Orbital characteristics
- Epoch 21 January 2022 (JD 2459600.5)
- Uncertainty parameter 7
- Observation arc: 7 days
- Aphelion: 2.953 AU
- Perihelion: 0.4730 AU
- Semi-major axis: 1.713 AU
- Eccentricity: 0.7238
- Orbital period (sidereal): 2.24 yr (818.77 days)
- Mean anomaly: 76.606°
- Mean motion: 0° 26^{m} 22.869^{s} / day
- Inclination: 3.176°
- Longitude of ascending node: 352.203°
- Argument of perihelion: 256.579°
- Earth MOID: 0.00157 AU (235,000 km)

Physical characteristics
- Mean diameter: 42–94 m
- Apparent magnitude: 13.4 (discovery)
- Absolute magnitude (H): 24.01±0.24

= 2021 SG =

Near-Earth asteroid

2021 SG is a near-Earth asteroid, with an estimated diameter of 42 to 94 meters, that passed about half a lunar distance from Earth on 16 September 2021. It approached from the direction of the Sun, so it was invisible until a day later.
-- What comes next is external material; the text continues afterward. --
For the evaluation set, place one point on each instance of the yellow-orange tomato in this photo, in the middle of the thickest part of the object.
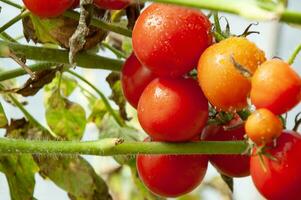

It completes its highly eccentric orbit in 2.24 years. 2021 SG is an Apollo asteroid with a 1.71 AU semi-major axis, and a 0.473 AU perihelion (near Mercury at perihelion) out to a 2.95 AU aphelion (between Mars and Jupiter). With an absolute magnitude (H) of 24.0, it is possibly the largest asteroid to pass within 1 lunar distance of Earth during 2021.